On February 10, 2026, Taylor Waggoner (CNCF staff) merged the PR with:
"You are now Certified Kubernetes 🎉"
PR #4078 — Merged.
What I Learned
Technical Skills
Linux DNS internals: How
systemd-resolvedworks, the difference between stub resolvers (127.0.0.53) and direct DNS, and the resolution chainKubernetes node architecture: How kubelet starts static pods (API server, scheduler, controller-manager) using manifest files in
/etc/kubernetes/manifests/Container networking: How CoreDNS resolves cluster DNS and how host DNS configuration affects pod DNS resolution
Sonobuoy & e2e testing: Running conformance tests, interpreting results, understanding the difference between test failures and infrastructure failures
ARM64 considerations: Not all CNI plugins support ARM64, Sonobuoy needs architecture-specific images, and some configurations behave differently on ARM
Open Source Best Practices
Read existing submissions first: Looking at previous conformance PRs saved me hours
Follow CI requirements precisely: Single commit, DCO sign-off, correct directory structure, and automation enforces these strictly
Document everything: The README should contain reproducible steps so anyone can verify your results
Be patient with debugging: What seemed like a DNS issue turned out to be a kubelet configuration dependency. Layer by layer, the picture became clear
The Debugging Mindset
The biggest lesson was systematic troubleshooting. When the tests failed:
Read the actual logs, not just the summary
Check each component independently (kubelet → containerd → API server → pods)
Understand the dependency chain (kubelet needs DNS config → DNS config path is hardcoded → removing systemd-resolved removed that path)

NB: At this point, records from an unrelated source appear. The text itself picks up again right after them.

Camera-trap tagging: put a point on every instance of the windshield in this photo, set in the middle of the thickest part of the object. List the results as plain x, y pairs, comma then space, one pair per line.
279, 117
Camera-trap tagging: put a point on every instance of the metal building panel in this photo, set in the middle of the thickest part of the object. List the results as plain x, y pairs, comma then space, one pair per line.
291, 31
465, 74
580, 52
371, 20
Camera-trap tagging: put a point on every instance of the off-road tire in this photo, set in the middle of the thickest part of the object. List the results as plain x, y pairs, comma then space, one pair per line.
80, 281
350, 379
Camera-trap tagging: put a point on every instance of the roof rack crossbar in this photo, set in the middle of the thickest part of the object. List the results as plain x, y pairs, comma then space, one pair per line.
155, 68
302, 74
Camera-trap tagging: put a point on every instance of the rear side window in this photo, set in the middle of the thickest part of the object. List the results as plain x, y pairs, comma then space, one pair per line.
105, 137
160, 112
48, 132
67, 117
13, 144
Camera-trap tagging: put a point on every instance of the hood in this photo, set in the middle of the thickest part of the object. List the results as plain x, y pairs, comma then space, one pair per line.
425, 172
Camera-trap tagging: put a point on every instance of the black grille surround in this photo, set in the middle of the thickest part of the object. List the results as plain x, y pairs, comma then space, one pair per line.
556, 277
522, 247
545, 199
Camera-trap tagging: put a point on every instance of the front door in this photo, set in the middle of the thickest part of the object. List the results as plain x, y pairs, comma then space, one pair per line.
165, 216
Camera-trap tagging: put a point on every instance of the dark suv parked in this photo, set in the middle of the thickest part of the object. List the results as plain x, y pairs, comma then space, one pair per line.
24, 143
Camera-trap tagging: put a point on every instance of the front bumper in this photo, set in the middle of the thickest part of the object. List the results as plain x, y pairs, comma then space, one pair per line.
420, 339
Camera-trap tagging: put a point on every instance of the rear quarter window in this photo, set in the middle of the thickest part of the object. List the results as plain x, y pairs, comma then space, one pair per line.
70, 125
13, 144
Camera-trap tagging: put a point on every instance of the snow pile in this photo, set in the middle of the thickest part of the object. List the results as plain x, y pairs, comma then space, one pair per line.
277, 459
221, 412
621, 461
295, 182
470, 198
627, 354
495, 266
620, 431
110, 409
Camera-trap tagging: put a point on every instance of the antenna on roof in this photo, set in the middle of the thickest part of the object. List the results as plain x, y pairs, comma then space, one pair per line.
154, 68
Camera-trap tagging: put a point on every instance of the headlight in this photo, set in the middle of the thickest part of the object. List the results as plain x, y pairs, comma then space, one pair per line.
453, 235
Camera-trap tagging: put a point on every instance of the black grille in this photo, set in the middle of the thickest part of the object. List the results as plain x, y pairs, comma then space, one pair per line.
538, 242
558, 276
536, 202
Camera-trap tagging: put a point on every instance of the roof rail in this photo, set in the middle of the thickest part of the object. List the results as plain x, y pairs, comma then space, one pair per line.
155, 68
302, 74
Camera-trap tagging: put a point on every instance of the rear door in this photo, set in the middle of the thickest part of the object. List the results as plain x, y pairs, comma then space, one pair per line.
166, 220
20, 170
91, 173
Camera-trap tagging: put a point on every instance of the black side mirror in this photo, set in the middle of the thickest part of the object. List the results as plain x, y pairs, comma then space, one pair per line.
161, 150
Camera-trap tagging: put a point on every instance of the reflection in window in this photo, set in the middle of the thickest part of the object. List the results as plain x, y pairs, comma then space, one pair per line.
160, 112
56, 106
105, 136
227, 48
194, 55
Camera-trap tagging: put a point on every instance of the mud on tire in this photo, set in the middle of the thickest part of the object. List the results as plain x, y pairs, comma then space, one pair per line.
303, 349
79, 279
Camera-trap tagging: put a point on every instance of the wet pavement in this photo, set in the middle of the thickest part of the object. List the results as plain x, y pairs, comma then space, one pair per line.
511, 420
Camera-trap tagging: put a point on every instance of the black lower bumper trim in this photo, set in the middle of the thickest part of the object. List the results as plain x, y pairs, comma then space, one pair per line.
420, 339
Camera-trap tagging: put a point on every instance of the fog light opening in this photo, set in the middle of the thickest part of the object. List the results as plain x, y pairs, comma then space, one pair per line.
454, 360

Test incrementally (verify DNS works before running full test suite)
The Complete DNS Fix
For anyone running Kubespray conformance tests on Ubuntu 24.04 (or any OS with systemd-resolved), here's the complete fix that works:
# On each node (kube-1, kube-2, kube-3):
# 1. Disable systemd-resolved
sudo systemctl stop systemd-resolved
sudo systemctl disable systemd-resolved
# 2. Set up direct DNS
sudo rm -f /etc/resolv.conf
echo -e 'nameserver 8.8.8.8\nnameserver 8.8.4.4' | sudo tee /etc/resolv.conf
# 3. Create the symlink kubelet expects (THIS IS THE KEY STEP)
sudo mkdir -p /run/systemd/resolve
sudo ln -sf /etc/resolv.conf /run/systemd/resolve/resolv.conf
# 4. Restart services
sudo systemctl restart containerd kubelet
Wait 2-3 minutes for the cluster to stabilize before running Sonobuoy.
Resources
If you're working on a conformance submission and hit DNS issues on Ubuntu/Fedora, the symlink fix above might save you a few hours. Happy testing!